The Gulf of Mexico Oil Spill: What Happened? Where do we go from Here?

September 28, 2010,
1:30am - 5:30am

The Macondo well, now known as the site of the nation’s largest oil spill, erupted on April 20, 2010, approximately 40 miles off the Louisiana coast in the Gulf of Mexico. Over the next 50 days, BP’s oil platform, Deepwater Horizon, poured an estimated four million gallons of raw petroleum into the Gulf. Throughout the early days of the spill, accurate information in all forms was scarce, challenging a recovery response commensurate with the scale of the accident. With the well now capped, there is still incomplete information about the spill itself, as well as the temporal nature of and ecological consequences associated with the leaked oil. Also still uncalculated are the social costs that have been and will continue to be incurred by the thousands of individuals, businesses, and communities that make the Gulf coast their home.

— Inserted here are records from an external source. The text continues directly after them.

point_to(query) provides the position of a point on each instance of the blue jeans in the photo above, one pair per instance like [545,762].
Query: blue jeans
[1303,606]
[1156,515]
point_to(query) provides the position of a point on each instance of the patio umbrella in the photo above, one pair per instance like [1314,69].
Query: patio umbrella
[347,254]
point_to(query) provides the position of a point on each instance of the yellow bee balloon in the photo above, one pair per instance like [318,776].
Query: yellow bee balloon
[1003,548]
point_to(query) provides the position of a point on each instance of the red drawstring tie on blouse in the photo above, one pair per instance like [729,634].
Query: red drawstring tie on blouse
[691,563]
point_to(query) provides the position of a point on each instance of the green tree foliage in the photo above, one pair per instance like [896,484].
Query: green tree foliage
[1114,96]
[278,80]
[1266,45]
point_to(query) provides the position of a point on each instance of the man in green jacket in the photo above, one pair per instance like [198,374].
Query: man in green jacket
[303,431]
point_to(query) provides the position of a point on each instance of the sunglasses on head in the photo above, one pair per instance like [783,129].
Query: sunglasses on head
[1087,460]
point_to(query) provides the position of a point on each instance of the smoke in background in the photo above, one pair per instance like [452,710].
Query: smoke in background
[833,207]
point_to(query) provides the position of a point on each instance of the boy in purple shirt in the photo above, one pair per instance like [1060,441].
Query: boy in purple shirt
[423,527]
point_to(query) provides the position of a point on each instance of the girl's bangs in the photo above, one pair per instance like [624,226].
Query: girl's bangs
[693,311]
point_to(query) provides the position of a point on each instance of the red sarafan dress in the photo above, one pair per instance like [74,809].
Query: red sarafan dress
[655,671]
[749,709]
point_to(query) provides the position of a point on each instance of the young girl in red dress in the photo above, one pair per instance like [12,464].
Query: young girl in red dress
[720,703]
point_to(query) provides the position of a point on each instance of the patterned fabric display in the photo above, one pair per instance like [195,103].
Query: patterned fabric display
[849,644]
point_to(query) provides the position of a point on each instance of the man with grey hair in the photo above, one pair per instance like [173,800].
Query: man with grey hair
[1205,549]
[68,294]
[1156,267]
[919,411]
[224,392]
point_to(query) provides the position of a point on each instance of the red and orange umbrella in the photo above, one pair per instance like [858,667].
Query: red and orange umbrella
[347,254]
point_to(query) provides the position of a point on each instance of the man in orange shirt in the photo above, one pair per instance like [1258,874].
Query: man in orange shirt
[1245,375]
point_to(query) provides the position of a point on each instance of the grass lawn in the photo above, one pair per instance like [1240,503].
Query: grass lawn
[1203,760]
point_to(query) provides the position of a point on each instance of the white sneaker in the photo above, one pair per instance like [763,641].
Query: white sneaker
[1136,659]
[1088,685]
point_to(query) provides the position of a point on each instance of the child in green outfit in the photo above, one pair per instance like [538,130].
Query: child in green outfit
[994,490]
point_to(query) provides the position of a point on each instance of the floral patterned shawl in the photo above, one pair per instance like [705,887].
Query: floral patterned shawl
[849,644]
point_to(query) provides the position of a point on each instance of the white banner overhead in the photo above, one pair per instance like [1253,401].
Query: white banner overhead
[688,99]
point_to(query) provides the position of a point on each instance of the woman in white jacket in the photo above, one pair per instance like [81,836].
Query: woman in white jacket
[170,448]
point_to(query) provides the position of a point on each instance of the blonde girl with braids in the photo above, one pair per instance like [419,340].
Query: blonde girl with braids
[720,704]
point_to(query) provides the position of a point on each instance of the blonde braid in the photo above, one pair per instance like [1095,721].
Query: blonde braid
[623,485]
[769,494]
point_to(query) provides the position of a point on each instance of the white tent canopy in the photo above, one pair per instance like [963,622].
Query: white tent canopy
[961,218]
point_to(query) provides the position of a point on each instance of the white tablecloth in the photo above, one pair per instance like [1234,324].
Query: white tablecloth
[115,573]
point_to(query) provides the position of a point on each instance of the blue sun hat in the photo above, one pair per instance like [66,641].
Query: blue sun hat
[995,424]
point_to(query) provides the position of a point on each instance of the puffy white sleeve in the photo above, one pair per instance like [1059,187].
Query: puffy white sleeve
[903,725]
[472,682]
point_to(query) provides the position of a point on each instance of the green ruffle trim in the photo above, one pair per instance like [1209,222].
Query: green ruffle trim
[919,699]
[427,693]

One month after the well’s closure, given the likely continuance of oil exploration in the Gulf of Mexico via super deepwater drilling and oil recovery technology, stocktaking is warranted. On September 28, 2010 we will hold a forum to review what happened, and discuss how to move ahead and learn from the experience. The symposium will feature presentations on the nature of the spill and the role of information deficit in determining the state and federal government’s and public and private sectors’ reactions to it. In addition, there will be discussion of how, with better information and more effective risk assessment and pre-disaster planning, public trust can be restored in this new era of energy exploration.